Four ways to be the best wildlife photographer, for yourself and for the animals

We love beautiful photos of wildlife. From iconic glimpses into a wolf’s eyes, to a bear fishing for salmon, or, as you can see here, a lovely moment being shared by a family, they all tell stories and show us more about the animals we work to protect.

Aside from the technical aspects of photography – which is written and talked about by professionals every day in many forums – wildlife photographers must also consider a wide number of ethical and behavioural issues.

In consultation with one of our favourite photographers – Kerri Martin, who captured the incredible moment of the fox family you can see above – we put together this short list of things to remember when you’re trying to get that perfect wildlife photo.

  1. Don’t lose your mind. We don’t mean that literally, of course, but something Kerri has talked to us about is keeping focused and aware while photographing animals.
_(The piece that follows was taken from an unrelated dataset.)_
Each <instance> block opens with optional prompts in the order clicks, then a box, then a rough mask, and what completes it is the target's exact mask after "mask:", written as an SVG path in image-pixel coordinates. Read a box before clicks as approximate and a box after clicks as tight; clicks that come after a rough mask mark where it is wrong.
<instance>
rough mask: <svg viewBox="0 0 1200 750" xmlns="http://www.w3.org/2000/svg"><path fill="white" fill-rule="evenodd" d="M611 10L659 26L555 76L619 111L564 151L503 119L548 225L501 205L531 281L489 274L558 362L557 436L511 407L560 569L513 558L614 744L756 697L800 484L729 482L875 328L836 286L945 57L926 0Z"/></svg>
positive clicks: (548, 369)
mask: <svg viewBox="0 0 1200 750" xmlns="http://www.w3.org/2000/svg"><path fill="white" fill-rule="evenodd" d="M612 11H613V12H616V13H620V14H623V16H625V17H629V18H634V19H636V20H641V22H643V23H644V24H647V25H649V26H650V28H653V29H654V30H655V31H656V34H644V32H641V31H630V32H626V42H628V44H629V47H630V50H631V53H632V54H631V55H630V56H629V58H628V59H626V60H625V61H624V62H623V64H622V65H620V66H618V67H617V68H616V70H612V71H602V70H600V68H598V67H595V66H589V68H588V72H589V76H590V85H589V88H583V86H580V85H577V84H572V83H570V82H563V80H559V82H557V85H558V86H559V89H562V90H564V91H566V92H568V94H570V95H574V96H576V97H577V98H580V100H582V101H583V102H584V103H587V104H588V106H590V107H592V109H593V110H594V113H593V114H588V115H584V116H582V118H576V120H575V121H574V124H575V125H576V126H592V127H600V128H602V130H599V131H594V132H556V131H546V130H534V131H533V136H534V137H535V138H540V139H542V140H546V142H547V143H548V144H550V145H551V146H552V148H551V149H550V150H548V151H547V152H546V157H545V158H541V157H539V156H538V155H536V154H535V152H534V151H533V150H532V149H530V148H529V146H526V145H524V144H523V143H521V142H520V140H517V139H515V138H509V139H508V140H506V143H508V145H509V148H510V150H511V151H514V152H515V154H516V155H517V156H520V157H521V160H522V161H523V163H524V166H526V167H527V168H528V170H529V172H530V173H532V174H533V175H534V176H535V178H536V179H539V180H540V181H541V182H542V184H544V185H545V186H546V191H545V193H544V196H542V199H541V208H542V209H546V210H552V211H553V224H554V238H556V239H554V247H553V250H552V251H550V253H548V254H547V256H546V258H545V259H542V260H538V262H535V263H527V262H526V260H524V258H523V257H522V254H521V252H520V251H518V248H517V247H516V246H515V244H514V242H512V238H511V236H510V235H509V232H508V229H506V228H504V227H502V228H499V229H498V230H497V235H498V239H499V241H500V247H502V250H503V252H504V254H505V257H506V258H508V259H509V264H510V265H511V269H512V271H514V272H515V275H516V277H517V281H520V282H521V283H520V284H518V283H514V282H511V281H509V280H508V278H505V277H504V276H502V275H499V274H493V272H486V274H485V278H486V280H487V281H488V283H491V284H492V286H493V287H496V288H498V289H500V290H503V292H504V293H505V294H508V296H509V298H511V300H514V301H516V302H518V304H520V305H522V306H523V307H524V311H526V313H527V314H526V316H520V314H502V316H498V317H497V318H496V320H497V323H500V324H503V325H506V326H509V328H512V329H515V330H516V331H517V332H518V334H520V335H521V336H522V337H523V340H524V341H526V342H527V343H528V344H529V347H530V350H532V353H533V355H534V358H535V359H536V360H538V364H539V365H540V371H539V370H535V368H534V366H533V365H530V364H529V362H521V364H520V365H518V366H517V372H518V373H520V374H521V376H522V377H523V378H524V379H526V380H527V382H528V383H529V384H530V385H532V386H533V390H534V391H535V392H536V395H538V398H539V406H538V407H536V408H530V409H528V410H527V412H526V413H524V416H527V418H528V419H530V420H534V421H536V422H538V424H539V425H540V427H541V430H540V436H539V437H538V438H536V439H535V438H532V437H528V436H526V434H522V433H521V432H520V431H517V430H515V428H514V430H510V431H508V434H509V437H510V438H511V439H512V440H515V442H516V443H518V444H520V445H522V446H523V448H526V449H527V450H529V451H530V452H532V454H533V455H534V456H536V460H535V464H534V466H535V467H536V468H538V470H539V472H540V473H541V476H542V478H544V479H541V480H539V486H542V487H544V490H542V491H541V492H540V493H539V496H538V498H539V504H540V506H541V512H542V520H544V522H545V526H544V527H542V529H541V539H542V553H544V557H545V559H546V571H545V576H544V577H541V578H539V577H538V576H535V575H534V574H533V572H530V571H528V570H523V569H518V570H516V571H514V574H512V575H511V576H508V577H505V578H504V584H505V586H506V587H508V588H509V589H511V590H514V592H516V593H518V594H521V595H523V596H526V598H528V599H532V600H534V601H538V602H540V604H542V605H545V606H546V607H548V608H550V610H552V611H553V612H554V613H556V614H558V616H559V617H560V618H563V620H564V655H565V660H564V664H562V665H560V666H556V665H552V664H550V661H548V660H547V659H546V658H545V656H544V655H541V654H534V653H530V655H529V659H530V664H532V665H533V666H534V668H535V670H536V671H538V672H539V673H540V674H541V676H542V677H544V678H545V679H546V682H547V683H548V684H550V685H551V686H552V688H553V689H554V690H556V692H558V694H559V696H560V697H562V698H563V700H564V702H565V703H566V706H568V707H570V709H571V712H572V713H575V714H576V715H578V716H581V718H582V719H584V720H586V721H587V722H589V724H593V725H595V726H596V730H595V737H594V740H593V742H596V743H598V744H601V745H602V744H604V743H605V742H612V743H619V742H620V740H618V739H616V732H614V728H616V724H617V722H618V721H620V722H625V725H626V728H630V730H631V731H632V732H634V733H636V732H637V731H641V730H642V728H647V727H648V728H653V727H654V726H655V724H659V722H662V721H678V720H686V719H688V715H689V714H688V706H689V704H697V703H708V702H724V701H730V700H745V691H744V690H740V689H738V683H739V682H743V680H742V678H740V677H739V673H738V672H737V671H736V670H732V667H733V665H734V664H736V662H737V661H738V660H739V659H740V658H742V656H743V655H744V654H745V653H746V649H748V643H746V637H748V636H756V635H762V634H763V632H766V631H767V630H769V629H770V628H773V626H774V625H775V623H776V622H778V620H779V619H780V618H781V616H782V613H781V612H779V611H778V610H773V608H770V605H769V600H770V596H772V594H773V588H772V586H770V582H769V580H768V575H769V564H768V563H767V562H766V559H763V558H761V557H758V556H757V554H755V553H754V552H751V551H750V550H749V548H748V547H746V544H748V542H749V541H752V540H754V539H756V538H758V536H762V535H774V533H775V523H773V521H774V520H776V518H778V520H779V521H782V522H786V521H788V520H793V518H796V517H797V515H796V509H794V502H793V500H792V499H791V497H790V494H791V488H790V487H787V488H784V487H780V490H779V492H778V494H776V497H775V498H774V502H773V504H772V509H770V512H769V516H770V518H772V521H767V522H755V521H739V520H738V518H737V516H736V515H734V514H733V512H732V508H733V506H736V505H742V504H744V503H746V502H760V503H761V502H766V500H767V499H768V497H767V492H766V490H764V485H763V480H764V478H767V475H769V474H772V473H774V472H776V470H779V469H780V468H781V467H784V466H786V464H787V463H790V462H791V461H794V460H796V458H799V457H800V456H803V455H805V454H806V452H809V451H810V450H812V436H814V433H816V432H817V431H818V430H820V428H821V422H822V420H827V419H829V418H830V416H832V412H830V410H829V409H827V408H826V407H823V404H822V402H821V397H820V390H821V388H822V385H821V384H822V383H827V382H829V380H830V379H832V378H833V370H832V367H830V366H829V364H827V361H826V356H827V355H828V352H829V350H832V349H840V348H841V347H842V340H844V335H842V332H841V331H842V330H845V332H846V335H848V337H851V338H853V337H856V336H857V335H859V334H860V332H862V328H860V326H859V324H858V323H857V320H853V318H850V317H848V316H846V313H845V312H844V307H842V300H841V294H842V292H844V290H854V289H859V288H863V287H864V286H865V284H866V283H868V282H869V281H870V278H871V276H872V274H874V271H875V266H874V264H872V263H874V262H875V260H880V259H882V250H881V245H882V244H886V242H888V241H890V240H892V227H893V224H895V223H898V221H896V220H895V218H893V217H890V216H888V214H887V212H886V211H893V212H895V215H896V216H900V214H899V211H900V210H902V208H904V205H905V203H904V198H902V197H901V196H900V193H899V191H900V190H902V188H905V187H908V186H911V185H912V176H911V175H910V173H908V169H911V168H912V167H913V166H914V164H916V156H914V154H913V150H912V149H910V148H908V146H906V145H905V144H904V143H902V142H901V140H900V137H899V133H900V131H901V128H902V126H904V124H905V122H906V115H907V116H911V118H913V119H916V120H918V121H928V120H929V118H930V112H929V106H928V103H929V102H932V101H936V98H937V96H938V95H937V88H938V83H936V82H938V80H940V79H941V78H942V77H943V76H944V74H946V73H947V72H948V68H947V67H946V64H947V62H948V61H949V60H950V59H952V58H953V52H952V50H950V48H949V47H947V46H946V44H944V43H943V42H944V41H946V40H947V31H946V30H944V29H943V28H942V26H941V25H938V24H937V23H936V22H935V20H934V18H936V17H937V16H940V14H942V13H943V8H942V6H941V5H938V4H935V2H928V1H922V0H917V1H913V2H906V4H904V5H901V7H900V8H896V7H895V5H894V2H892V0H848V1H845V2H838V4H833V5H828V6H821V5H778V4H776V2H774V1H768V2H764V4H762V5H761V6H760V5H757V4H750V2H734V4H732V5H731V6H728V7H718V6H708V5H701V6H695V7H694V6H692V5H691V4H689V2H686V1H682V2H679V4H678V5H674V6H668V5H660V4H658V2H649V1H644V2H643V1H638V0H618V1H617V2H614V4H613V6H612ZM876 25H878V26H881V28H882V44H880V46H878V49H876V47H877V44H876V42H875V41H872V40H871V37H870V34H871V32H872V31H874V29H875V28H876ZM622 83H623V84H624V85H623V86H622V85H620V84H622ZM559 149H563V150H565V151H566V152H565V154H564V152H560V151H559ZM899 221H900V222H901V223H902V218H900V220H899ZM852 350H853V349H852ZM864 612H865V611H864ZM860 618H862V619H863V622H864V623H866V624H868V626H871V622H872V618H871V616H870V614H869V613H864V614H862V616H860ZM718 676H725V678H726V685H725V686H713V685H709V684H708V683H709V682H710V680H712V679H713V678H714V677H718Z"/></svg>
You may be witnessing a majestic scene, watching a mother clean her pups, or seeing a grizzly bear (or chipmunk) for the first time through your lens. It’s important to remember what you’re doing, what’s around you, and keep a respectful and safe distance from your subject.
  2. Never, ever, ever, feed animals. Sadly, some photographers in their desire for just the right photo, will bait animals – the same way some hunters or trappers do. They’ll use food to draw an animal into a specific position or area for their own benefit. We regularly write and talk about feeding wildlife and its consequences – from the health of the animal, to the increased probability of conflict with you or other people. It’s no good and a photo simply isn’t worth the risk.
  3. Don’t take a selfie. Seriously – just don’t. Enjoy nature, take photos of animals in their natural places. But trying to get close enough for a photo that will have you and a wild animal in the same frame is a bad idea. Not only does it set a bad precedent for others, it also creates a hugely dangerous situation that, if it ends poorly, will likely result in lethal action against the innocent animal.
  4. Understand behaviour. Did you know that a skunk will stamp to show their stress? Or that a black bear will clack their jaws? Most felines stand sideways to appear larger when threatened, and many prey species have multi-directional ears that will point in the direction of potential threats. Understanding the behaviour of your subjects, and constantly striving to learn more, will help keep everyone safe (and limit any potential stress they may experience).

We want to thank Kerri for sharing her wonderful photo and some of her tips, and hope that all of you will share your beautiful experiences, too. It’s a great way for the world to see that wild animals are just like us – they want a safe place to raise their families.